Death and Addiction: The Feelings Nobody Wants to Talk About

 

I often tell people that my dad died when I was 12 years old and on some levels this is true. In reality, he passed away from organ failure as the result of his addiction when I was 22, but the man I knew as my dad was gone a decade before then. The man who taught me how to ride a bike and watched me catch my first fish had vanished, seemingly before my eyes, and I didn’t recognize the person who had taken his place. What this meant was that, for the next ten years, I attempted to live a “normal” life while being trapped on a terrifying rollercoaster of hope and despair that was impossible to get off.

 

If your experience has been anything like my own you already know that loving someone in active addiction means always being afraid.
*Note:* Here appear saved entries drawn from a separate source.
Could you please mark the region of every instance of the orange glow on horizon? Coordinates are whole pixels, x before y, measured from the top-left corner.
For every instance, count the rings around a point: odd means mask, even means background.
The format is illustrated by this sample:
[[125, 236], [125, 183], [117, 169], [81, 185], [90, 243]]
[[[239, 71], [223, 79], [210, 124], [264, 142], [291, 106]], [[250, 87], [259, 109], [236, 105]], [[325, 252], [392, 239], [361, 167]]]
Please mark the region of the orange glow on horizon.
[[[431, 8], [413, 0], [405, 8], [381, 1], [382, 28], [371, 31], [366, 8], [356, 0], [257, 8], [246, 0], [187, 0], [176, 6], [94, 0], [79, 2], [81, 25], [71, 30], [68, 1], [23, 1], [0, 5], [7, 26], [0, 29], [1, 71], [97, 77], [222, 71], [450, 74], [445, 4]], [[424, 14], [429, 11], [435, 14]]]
We are afraid that if we make the wrong decisions we might lose you, while at the same time, we fear that you are already gone. We wonder how it could ever be ok to smile when someone we love so much is suffering so deeply, and most days we wouldn’t want to anyways. Our minds race; we lay awake at night wondering where you are, if you are alive and if our words were chosen carefully, in case they were our last.

 

Loving someone in active addiction means constantly being lied to and then lying to ourselves, because sometimes that moment of hope just hurts less. It’s that angry rumble just under the surface; the finger that should be pointing at you but is so often pointing back at us because, once again, our kindness was prayed upon as naiveté. We know better, but doing better means that we might be left with the guilt of turning our backs on you. It means being let down again and again and then condemning ourselves for even the slightest waiver in our faith. It’s fearing for your life and wishing you would die all at the same time.

 

To me, this was torture; and I didn’t handle it well. I call this decade “the lost years” and although I am grateful I found my way, the path I chose was unnecessarily lonely and isolated because I thought no one, not even my own family, could understand.

 

The day my father died was the biggest relief of my young life.

 

Not everyone was ready for this statement, and as I watched his friends and family grieving all around me I was filled with the guilt and shame of my own relief. It was over. The uncertainty was over. The death of my father meant that I could finally begin to accept and deal with what was instead of constantly fighting for what I wanted it to be. It meant the beginning of a slow untangling of a decade of emotions at the end of a strikingly painful era. The worst had happened and yet, I was free. I wasn’t scared anymore.

 

So for those still trapped on the rollercoaster of hope and despair please know that these feelings are common; you are normal; and this is hard. As you navigate through your own journey with addiction, remember that the path need not be lonely or isolated and that together we will find light in the darkness of our stories.